Tuesday, October 6, 2009
monkeys, accordions, "traditional"
Beau Jocque & the Zydeco Hi-Rollers - Check it Out, Lock it In, Crank it Up! (listen) Yes! Among a spate of lyricists restricted to telling you how zydeco they are, Beau Jocque is a mad poet. He runs Junior Wells' blues classic "She Wants to Sell My Monkey" (written by Hudson Whitaker) through the zydeco Cuisinart, peppers it with screams and grunts until you can picture Beau shaking his head "She wants to sell my monkey" obliviously in front of a trailer in which said monkey has gone insane and is destroying the place. Witness the transformative power of crazy men with accordions.

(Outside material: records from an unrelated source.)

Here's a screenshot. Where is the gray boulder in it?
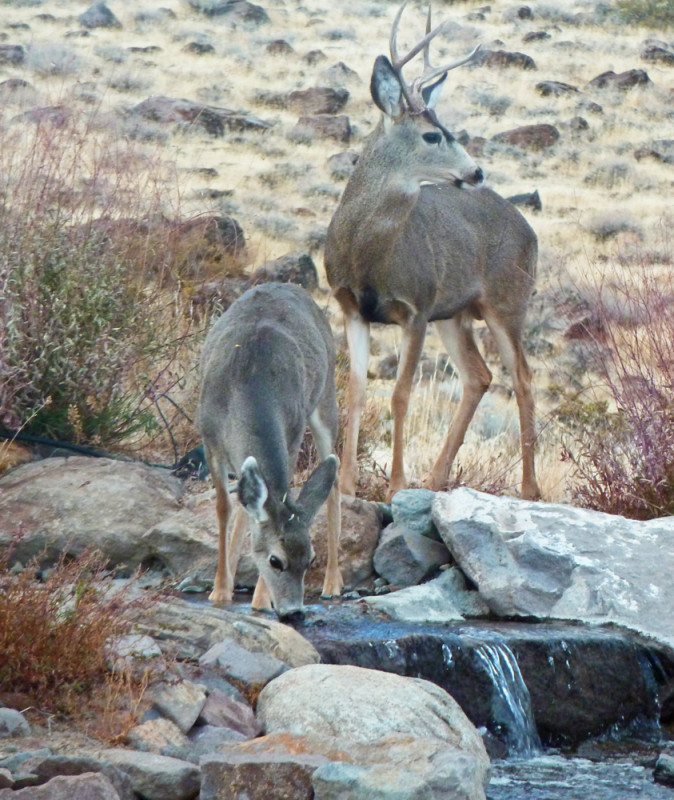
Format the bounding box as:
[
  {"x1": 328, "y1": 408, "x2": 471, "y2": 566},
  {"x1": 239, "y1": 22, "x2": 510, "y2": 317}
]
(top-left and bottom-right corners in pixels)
[
  {"x1": 374, "y1": 523, "x2": 449, "y2": 586},
  {"x1": 0, "y1": 772, "x2": 120, "y2": 800},
  {"x1": 0, "y1": 708, "x2": 30, "y2": 739},
  {"x1": 258, "y1": 664, "x2": 489, "y2": 800},
  {"x1": 101, "y1": 747, "x2": 201, "y2": 800},
  {"x1": 79, "y1": 3, "x2": 122, "y2": 28},
  {"x1": 433, "y1": 488, "x2": 674, "y2": 646},
  {"x1": 0, "y1": 456, "x2": 183, "y2": 569},
  {"x1": 362, "y1": 567, "x2": 489, "y2": 624}
]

Chris Ardoin & Double Clutchin' - Gon' Be Jus Fine (listen) Baton Rougean Chris Ardoin is not possessed of Beau Jocques' rabid frenzy of Beau Jocque; his take on this record is closer to traditional Cajun music. One of the interesting things in all this research is the different meanings of the word "traditional" - the general meaning seems to be the "traditional" music/dancing/carrying on we do here is better than what they (differentiated by race, community, church, language, parish lines, etc...) do over there, communal stylistic rivalries resembling those among high school football teams in the same district.
Ardoin is smart though; standing on tradition with one foot and stepping out with the other. Check out the iconographically hip-hop tableau on the cover of his V.I.P. album.